Winter squash types include pumpkin, butternut squash, Delicata squash, and lots more. You can tell a winter squash from a summer squash because winter squash has a very thick, tough, inedible rind (or shell) on the outside. Decorative gourds fall into this group, though they are not always edible – some calabash varieties are poisonous in high concentrations (meaning, if you eat a large amount). While you can technically eat most of the decorative gourds you see in the grocery store, their flesh is very bitter, so we usually use them for fall decorations or crafts that involve allowing the middle of the gourd to dry out and using the hollow shell for anything from shakers (like a maraca), to birdhouses, to bowls and carrying baskets. With gourds and many other plants, that bitter taste is often nature’s way of saying, “you should avoid eating me.”

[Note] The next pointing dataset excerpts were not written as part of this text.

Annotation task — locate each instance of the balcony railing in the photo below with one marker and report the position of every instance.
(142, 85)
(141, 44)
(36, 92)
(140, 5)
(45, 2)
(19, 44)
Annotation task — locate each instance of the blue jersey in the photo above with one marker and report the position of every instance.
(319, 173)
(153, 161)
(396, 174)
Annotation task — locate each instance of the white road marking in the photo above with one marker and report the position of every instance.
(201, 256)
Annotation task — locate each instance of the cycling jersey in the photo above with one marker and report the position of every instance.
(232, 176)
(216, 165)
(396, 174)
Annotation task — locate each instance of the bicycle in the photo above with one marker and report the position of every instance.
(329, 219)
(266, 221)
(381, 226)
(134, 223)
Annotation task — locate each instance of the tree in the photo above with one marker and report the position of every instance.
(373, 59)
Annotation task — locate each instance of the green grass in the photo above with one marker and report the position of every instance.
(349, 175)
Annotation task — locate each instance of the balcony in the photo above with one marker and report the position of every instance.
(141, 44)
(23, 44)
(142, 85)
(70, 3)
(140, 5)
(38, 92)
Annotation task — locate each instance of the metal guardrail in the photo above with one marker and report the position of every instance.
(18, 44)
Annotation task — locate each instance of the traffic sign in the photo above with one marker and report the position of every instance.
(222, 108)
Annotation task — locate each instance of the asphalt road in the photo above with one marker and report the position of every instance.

The word “squash” comes from the Massachuset (a tribe of people indigenous to North America) word askutasquash. Most squash originated in South and Central America, where it was then spread by human and animal migration to other continents, including North America. Calabash gourds, which are sometimes hollow, originated in Africa, and scientists believe they spread not only through migration, but also by hollow gourds full of seeds floating across the ocean. That is a long journey! If you look on a map and find East Africa, then find your house, how many miles would a gourd have to travel to get from its original home to you?

Summer squash grow all summer long and are plucked from their vines as they ripen through the whole summer. Winter squash also grow in the spring and summer seasons, but the biggest harvest comes in the fall. The reason they are called winter squash is because their rinds are so durable that, if they are not damaged or punctured, you can keep them all winter long! Squash become more bitter the longer they sit, though, so if you’re cooking with them you’ll want to do it soon after you buy or harvest them.

I used folded note cards to label the winter squash I have — but not just because I needed something to write on. If you’re cooking with winter squash and want to save seeds for your garden, you can label them, use tape to enclose the dried seeds in the paper, and store them in a cool (not freezing) place until you’re ready to plant them. If you have a patch of dirt or a nice big pot that isn’t occupied, try growing some of these yourself, and experiment with all the fun and tastiness squash has to offer!